Bank of America-Merrill Lynch (BAML) released its latest Global Fund Manager Survey earlier this week, capturing the views of hundreds of money managers on the current state of financial markets.
It always provides a few talking points, and is often seen a contrarian indicator as to what will happen next.
Here’s a few of the interesting charts that were contained in the latest report, looking specifically at the biggest risks for markets, the most crowded trades along with their view on the outlook for the global economy and inflation.
The first show what fund managers think are the biggest risks to global markets at present.
Replacing a rout in bond markets, a policy misstep from either the US Federal Reserve or the European Central Bank (ECB) is now deemed to be the biggest risk to financial markets, although a bond rout or geopolitical concerns are also seen as tail risks among many fund managers.
A policy misstep likely reflects that the Fed and ECB are both likely to continue or begin monetary policy normalisation in the coming months, despite ongoing weakness in global inflationary pressures.
The next chart shows what outcomes would be the most surprising for markets over the next six months.
A net 49% of fundies believe that the most surprising outcome over the next six months would be a global recession, an outcome that likely reflects continued strength in most economic indicators outside of inflation at present.
And here’s what fund managers believe are the most crowded trades right now.
For a fourth consecutive month, being long US tech stocks was regarded as being the most crowded trade at 31%, although being short the US dollar was a new entrant to the list with 21%.
Both have had strong moves so far this year, with recent moves in each suggesting that lopsided positioning may be adding to the risk of a reversal in the period ahead.
The final chart shows what conditions are likely to prevail across the global economy over the next 12 months.
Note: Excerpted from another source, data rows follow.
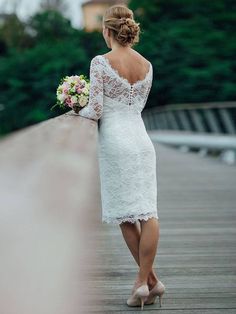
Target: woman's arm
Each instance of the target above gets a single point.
(93, 110)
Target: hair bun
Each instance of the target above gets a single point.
(119, 19)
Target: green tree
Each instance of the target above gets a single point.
(191, 46)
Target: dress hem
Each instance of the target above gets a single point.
(145, 217)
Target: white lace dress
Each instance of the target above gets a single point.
(127, 158)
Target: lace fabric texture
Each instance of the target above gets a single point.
(127, 158)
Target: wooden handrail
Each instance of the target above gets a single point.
(49, 216)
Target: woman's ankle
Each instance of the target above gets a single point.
(152, 280)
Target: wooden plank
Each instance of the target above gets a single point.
(196, 257)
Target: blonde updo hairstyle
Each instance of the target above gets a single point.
(120, 20)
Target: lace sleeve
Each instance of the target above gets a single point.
(93, 110)
(149, 85)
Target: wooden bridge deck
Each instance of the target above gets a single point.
(196, 257)
(53, 245)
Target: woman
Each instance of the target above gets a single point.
(120, 82)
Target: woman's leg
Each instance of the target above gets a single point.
(147, 248)
(132, 233)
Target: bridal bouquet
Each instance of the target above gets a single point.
(73, 92)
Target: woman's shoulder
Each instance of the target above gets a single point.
(134, 56)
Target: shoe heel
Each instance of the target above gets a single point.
(160, 298)
(142, 302)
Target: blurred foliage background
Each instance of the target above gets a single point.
(189, 42)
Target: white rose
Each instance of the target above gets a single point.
(61, 97)
(83, 101)
(85, 91)
(74, 100)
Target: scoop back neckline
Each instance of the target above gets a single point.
(123, 78)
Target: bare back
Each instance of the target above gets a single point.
(129, 64)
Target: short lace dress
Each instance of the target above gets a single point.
(127, 158)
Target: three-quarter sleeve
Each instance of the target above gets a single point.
(93, 110)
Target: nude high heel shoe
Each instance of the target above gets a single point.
(157, 290)
(139, 296)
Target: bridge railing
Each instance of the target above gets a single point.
(49, 217)
(217, 117)
(209, 128)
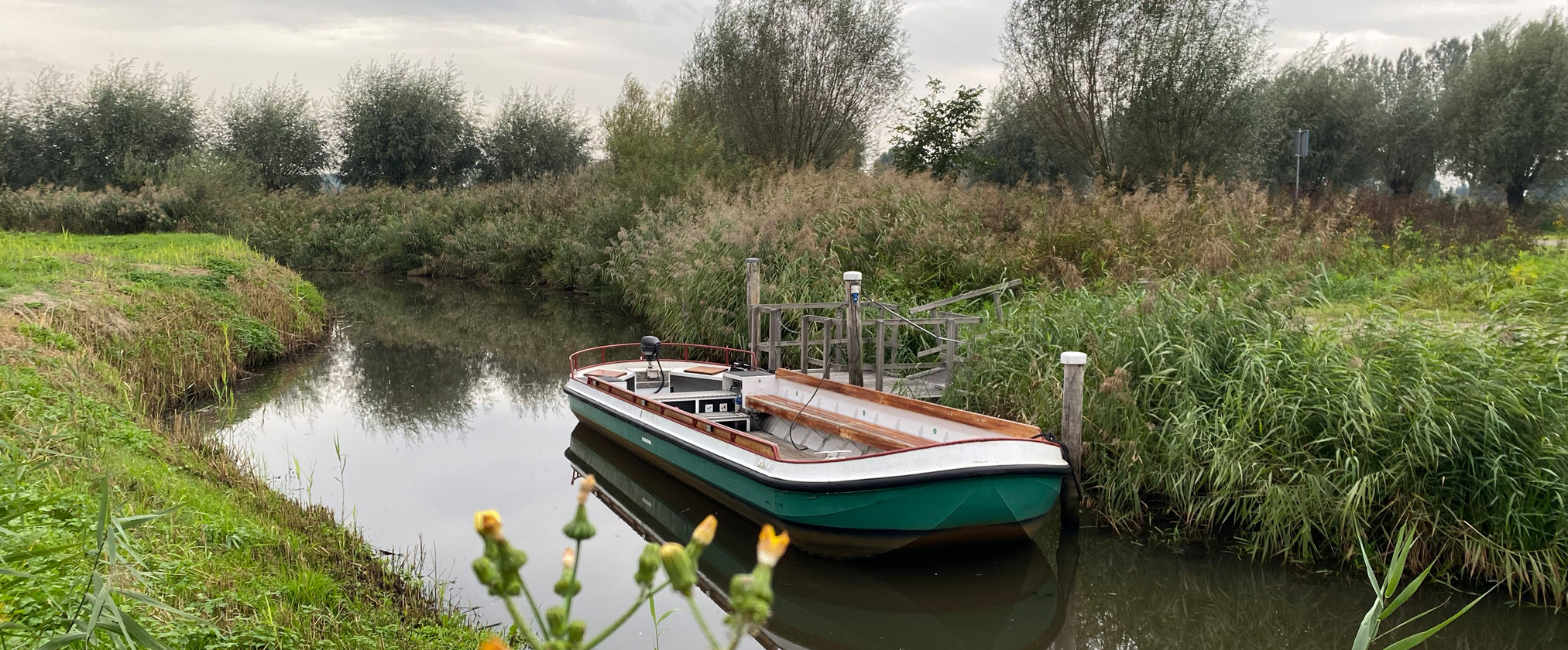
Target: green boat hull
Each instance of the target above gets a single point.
(983, 506)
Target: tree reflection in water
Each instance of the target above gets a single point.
(420, 364)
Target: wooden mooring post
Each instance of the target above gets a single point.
(1073, 431)
(852, 320)
(753, 299)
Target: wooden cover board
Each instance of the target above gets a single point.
(924, 408)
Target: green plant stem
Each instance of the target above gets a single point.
(702, 622)
(521, 624)
(578, 555)
(740, 630)
(623, 619)
(534, 607)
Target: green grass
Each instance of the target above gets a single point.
(1260, 412)
(258, 569)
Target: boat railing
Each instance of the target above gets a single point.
(702, 425)
(668, 351)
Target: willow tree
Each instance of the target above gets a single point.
(1405, 135)
(1136, 90)
(795, 82)
(407, 124)
(276, 128)
(119, 127)
(534, 134)
(1335, 94)
(1506, 108)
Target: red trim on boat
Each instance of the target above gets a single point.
(706, 354)
(742, 439)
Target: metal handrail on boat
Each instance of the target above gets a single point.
(700, 425)
(634, 351)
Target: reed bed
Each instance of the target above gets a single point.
(918, 238)
(1217, 411)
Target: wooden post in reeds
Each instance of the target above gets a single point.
(852, 324)
(1073, 431)
(753, 299)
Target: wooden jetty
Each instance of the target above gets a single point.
(830, 339)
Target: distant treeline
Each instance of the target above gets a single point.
(1126, 93)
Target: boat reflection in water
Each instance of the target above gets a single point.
(963, 597)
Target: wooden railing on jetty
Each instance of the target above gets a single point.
(816, 337)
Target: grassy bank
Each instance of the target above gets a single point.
(99, 336)
(1255, 409)
(1294, 378)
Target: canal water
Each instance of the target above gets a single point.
(433, 400)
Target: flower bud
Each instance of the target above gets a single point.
(678, 566)
(647, 566)
(488, 525)
(770, 547)
(486, 572)
(555, 618)
(585, 488)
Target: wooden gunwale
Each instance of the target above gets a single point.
(634, 400)
(924, 408)
(839, 425)
(692, 422)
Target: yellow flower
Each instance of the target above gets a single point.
(770, 547)
(585, 488)
(705, 532)
(488, 524)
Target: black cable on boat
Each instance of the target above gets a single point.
(789, 434)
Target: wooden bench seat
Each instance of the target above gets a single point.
(839, 425)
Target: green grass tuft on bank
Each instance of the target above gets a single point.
(98, 337)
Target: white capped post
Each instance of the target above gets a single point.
(852, 324)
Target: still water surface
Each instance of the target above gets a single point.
(433, 400)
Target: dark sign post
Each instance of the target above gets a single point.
(1300, 152)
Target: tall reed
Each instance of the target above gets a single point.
(1216, 411)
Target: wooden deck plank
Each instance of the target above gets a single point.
(839, 425)
(924, 408)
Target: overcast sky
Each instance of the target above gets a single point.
(579, 46)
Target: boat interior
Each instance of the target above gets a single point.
(806, 417)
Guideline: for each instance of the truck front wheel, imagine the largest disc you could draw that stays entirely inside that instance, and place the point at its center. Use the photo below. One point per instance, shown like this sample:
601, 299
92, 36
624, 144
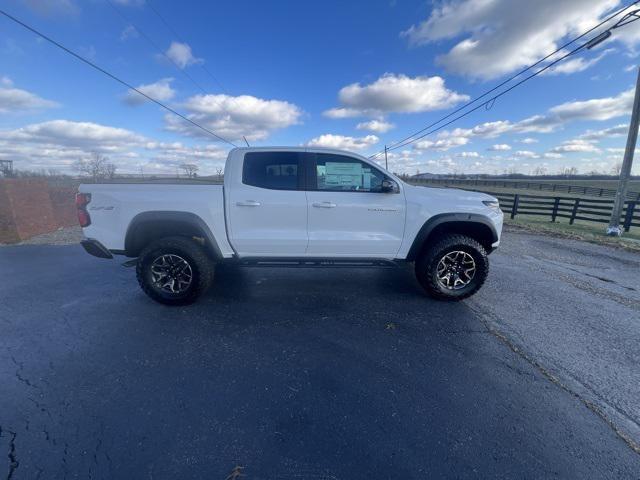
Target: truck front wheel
174, 270
452, 268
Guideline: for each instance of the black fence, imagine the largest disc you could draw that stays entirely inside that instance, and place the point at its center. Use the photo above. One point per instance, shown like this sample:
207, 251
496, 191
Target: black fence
527, 185
585, 209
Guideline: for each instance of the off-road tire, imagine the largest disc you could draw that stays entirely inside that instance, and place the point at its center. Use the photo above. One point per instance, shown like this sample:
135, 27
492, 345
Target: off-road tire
427, 263
202, 268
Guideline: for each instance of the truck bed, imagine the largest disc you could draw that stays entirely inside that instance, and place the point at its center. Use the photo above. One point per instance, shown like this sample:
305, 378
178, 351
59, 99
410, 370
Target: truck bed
113, 207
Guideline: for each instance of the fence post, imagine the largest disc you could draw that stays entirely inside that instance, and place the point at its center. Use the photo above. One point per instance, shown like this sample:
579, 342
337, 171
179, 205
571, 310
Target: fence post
628, 218
556, 204
575, 211
516, 201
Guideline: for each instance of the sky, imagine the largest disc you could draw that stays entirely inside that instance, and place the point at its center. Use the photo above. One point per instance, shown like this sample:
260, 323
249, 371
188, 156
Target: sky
355, 75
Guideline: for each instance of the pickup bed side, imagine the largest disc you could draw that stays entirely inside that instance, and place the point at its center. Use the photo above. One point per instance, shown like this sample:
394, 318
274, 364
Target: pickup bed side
119, 211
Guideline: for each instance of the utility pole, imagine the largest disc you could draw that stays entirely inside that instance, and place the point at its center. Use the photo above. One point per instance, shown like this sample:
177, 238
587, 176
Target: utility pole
614, 229
386, 161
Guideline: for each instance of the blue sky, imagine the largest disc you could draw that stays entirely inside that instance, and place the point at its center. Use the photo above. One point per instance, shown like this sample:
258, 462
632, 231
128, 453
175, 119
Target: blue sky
346, 74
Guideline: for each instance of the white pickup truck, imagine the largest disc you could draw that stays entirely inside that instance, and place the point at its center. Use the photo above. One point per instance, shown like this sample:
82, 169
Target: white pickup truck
291, 206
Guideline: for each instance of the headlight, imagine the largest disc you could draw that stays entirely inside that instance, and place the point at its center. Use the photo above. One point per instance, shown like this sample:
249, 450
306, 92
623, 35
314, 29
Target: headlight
493, 204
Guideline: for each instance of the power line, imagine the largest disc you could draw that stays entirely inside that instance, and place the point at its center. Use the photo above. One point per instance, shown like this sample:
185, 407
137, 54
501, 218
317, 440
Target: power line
177, 35
161, 52
111, 75
155, 45
410, 139
488, 102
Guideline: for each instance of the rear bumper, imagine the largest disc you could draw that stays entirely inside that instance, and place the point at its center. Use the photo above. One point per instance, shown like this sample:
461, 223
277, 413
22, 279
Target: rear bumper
95, 248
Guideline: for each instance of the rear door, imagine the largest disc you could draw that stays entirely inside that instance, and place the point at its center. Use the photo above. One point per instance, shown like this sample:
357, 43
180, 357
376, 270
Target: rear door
268, 208
349, 215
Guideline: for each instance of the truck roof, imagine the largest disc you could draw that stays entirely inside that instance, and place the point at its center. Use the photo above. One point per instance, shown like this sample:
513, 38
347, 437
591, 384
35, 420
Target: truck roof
296, 149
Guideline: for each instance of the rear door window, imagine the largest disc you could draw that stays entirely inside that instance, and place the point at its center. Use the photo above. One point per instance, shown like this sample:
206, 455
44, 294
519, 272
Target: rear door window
339, 173
273, 170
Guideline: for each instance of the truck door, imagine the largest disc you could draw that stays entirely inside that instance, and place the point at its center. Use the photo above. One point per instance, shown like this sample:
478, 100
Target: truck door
268, 208
349, 214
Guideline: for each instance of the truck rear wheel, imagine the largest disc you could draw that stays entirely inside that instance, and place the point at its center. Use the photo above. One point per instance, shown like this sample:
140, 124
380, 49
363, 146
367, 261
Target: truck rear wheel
452, 268
174, 270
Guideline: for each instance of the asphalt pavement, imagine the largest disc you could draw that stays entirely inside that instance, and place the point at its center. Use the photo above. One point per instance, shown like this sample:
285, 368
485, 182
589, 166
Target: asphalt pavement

Despite the risks, it’s clear that fund managers are growing increasingly confident on the global economic outlook. A significant 42% expect a “Goldilocks” scenario — where growth is above trend but inflation lower than normal — to prevail over the next 12 months.
Such an scenario is seen as ideal for riskier assets given the likelihood that easy monetary policy settings will be maintained.
Although an increasing number expect a “Goldilocks” outcome, a slim majority of 46% still expect that “secular stagnation” will occur where both growth and inflation will remain lower than usual.
As witnessed over the past decade, that too has generally helped to spur gains across financial markets.